Juan Bosco Díaz-Urmeneta
Profesor titular de estética (jubilado) y crítico de arte *

 

[Pintor realista]
¿Cuándo podría la naturaleza con imágenes jamás acabarse?
Nietzsche, La gaya ciencia

 

 1. En una época, la nuestra, demasiado generosa en retóricas y en exceso proclive a revivir los peores mitos románticos, no está de más volver los ojos al legado del arte realista, siendo consciente de sus limitaciones (sobre las que ironizó Nietzsche) y sabiendo también que el arte ha desbordado los márgenes por los que discurría hace dos siglos. Reflexionar además sobre el realismo tal vez pueda ofrecer algunas pistas para un problema de difícil solución: la verdad de la obra de arte. 

Les demoiselles des bords de la Seine (été), obra de Courbet (1856-57)

2. Tomo como punto de partida un cuadro de Courbet, Les demoiselles des bords de la Seine (été). Courbet lo pintó en 1856 y el jurado del Salon de 1857 aceptó exponerlo, dando ocasión a los críticos para extenderse en el rechazo al cuadro. 

El primer rechazo se centraba en el tamaño del cuadro ¿de cuando acá una pintura de género podía tener ese formato, un lienzo de 174 x 200 cm? Semejantes dimensiones, con el honor que acarreaban, se reservaban para los cuadros de historia, esto es, para las hazañas de dioses, reyes, héroes o santos, pero no para dos muchachas, una de ellas a medio vestir, holgazaneando a orillas del Sena. 

Esta crítica era el estadio previo para otra, más virulenta, referida a la moral. El gran lienzo se dedicaba a dos prostitutas. Hoy, los expertos no están aún seguros de que las dos mujeres se dedicaran a ese menester. La palabra verano añadida al título hace pensar más bien en dos jóvenes que buscan la sombra junto a las aguas. Pero el desorden de las ropas de la chica en primer término, sus ojos semicerrados, entre soñolientos y seductores, el cuidadoso atuendo de ambas, sus sofisticados guantes (nada adecuados para un paseo por el campo) y el sombrero de varón que aparece en la barca, al fondo, pudieron ser concluyentes a los ojos de los respetables señores del Segundo Imperio que ese mismo año habían procesado a Flaubert por su Madame Bovary y multado a Baudelaire por los llamados poemas prohibidos de Las flores del mal

Una tercera crítica más sutil pudo dirigirse al modo en que se había aplicado la pintura al lienzo, es decir, a la manera de pintar, de emplear el pigmento. Courbet no modela los cuerpos con un cuidadoso claroscuro. En él, la mancha desborda a la línea. Recientes aún los ecos de la extensa muestra de Ingres en la Exposición Universal de 1855, el modo de pintar de Courbet pudo despertar indignación si no desprecio.

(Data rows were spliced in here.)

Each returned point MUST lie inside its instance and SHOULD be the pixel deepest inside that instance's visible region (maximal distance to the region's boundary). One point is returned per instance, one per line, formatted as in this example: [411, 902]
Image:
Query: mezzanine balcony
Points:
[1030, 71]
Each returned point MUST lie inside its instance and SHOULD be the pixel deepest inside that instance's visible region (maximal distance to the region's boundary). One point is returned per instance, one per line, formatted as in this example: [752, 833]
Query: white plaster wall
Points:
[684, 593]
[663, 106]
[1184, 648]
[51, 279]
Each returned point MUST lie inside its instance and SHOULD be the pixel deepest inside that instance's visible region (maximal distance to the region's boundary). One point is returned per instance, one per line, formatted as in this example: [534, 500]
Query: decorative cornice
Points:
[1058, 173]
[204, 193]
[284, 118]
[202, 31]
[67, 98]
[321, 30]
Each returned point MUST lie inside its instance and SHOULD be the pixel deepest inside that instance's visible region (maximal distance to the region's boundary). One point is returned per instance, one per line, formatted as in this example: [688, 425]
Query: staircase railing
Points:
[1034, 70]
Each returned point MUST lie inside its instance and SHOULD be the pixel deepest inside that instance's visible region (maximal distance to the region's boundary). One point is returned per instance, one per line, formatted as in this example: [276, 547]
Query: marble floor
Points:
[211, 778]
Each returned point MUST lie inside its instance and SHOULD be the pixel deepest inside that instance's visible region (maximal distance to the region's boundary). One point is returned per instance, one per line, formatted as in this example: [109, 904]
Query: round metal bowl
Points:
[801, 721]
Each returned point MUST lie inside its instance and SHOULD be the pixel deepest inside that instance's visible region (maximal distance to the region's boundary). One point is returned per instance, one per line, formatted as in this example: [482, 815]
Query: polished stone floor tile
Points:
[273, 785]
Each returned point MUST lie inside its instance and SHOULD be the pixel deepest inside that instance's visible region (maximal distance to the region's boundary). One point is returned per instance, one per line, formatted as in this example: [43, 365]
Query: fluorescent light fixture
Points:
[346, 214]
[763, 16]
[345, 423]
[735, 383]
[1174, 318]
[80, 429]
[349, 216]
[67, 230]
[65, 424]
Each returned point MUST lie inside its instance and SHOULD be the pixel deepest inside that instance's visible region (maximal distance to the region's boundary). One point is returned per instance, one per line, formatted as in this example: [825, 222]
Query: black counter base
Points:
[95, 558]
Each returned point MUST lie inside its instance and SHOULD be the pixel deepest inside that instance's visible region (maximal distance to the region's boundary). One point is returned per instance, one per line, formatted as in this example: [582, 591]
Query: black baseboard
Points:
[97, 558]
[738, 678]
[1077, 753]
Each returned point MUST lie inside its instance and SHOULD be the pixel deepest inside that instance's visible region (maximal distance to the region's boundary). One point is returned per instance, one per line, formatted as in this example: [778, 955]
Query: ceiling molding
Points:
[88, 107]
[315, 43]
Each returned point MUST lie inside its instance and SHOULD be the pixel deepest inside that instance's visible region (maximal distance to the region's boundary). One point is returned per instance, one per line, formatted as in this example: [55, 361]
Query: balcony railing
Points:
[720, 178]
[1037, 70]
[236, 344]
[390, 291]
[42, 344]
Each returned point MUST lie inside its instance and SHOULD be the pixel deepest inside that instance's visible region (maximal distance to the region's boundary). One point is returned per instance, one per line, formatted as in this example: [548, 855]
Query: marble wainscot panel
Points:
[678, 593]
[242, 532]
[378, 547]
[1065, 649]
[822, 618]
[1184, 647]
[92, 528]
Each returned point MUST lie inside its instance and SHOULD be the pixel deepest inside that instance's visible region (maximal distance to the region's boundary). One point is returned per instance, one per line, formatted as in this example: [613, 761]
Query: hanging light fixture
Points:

3. Merece la pena examinar con más detalle el cuadro. Courbet renuncia al paisaje. Prefiere situar a las dos jóvenes en un plano muy cercano, dotando a las figuras de notable solidez corporal y dándoles una cercanía respecto al espectador que podría calificarse de inminencia. Las pone además al abrigo de un tupido roble que las acoge y que se enreda en las manos de la muchacha tendida en el suelo. Se vislumbra así una vinculación con la naturaleza que reiteran las flores: las del ramo que sujeta la otra muchacha, las que hay en el sombrero, colgado del árbol, de la chica tendida y las que están bordadas en los vestidos de ambas. ¿Es un paralelo entre mujeres y  naturaleza? ¿Se inscribe en esa clave la evidente sensualidad de las figuras? ¿Por qué dar splidez y cercanía a dos figuras que no responden a ideal alguno de belleza? Dejo ahí las preguntas. Espero responderlas a lo largo del texto.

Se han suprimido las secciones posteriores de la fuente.